A questo punto proprio noi, troppo spesso accusati di essere irresponsabili e privilegiati, interessati solo ai nostri aumenti di compenso e al nostro particulare, siamo pronti a lanciare loro il guanto di sfida sul terreno dell'economicità degli investimenti, sulla riduzione possibile dei costi, su un diverso utilizzo delle risorse. Perché noi che le storie le ideiamo e le realizziamo sappiamo dove è giusto e possibile tagliare, come è possibile sfruttare al meglio un ambiente da un punto di vista narrativo, quale soluzione garantisce forza emotiva, qualità espressiva e minori spese.

Se qualcuno in Rai avesse accettato il confronto con gli autori sulla linea editoriale della attuale fiction avremmo consigliato ad esempio di dare minor centralità nelle scelte produttive al filone delle biografie filmate tanto in auge, che forse garantiscono da possibili spunti critici sulla realtà politica e sociale dell'Italia voluta da chi ci governa ma non sempre assicurano -per via degli investimenti che si rendono necessari per un film in costume- un buon rapporto qualità-costi. E avremmo suggerito di dare più spazio a storie che parlano del nostro presente e dei nostri problemi, evitando il ricorso a spettacolarità facili, spesso false e costose, prendendoci la responsabilità di rendere il racconto altrettanto emozionante e coinvolgente.

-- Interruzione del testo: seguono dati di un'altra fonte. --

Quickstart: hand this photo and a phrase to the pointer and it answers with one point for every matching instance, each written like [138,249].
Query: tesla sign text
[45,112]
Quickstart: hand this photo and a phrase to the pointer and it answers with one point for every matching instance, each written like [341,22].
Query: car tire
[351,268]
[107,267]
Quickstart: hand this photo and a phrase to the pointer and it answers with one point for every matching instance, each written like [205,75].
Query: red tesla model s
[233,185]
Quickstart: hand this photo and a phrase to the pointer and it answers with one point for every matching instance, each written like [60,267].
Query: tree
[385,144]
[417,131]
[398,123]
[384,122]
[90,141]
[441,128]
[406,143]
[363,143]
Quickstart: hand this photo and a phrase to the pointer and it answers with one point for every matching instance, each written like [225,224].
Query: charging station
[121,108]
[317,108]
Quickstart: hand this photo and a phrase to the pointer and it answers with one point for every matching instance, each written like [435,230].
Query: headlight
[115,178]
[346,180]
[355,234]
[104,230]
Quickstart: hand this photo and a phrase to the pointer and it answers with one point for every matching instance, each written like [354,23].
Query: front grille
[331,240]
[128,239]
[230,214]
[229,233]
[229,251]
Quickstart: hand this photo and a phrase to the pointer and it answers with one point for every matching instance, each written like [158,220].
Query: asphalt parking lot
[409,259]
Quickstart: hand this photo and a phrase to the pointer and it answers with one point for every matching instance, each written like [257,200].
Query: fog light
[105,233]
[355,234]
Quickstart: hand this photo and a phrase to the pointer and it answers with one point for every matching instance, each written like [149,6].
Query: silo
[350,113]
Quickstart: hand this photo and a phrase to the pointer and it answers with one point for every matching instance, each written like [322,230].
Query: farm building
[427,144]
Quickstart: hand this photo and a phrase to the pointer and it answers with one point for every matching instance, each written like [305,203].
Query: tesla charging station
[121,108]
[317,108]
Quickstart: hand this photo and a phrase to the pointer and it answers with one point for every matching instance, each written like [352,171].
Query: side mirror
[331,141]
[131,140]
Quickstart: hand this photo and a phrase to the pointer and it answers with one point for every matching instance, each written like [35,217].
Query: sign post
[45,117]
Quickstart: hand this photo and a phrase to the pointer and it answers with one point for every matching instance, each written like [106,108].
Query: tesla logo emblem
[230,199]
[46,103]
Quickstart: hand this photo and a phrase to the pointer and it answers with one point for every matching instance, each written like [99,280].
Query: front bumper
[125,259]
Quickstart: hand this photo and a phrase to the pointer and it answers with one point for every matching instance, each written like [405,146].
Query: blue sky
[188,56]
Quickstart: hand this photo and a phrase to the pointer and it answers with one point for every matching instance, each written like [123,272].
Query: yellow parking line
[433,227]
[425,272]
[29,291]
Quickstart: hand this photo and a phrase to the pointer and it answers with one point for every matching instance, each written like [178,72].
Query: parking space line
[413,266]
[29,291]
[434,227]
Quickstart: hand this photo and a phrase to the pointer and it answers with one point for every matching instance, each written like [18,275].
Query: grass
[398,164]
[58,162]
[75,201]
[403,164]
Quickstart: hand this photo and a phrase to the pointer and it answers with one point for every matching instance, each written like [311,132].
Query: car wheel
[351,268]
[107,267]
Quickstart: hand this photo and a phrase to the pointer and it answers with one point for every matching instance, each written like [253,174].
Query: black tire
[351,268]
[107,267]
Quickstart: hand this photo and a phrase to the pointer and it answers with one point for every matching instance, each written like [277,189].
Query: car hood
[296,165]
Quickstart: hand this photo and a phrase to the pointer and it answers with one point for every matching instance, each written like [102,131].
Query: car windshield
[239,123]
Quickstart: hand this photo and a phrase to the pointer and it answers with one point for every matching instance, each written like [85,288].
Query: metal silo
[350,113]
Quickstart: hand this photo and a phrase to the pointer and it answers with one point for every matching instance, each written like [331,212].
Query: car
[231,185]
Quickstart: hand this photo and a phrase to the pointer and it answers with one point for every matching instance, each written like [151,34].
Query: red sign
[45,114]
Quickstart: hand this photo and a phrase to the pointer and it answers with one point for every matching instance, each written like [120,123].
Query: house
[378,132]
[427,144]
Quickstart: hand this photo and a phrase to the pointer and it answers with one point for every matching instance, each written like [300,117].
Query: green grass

Il dialogo con chi siede ai piani alti di viale Mazzini però è risultato finora impossibile non solo sui grandi temi editoriali e industriali ma persino su elementari battaglie di civiltà come un contratto nazionale di lavoro per registi e sceneggiatori, al punto tale che su questo fronte - anche per la resa ai diktat della Rai da parte dei produttori televisivi-, siamo stati costretti a cercare la via dell'autodeterminazione di alcune elementari regole di lavoro, con un'iniziativa che abbiamo chiamato Turning Point.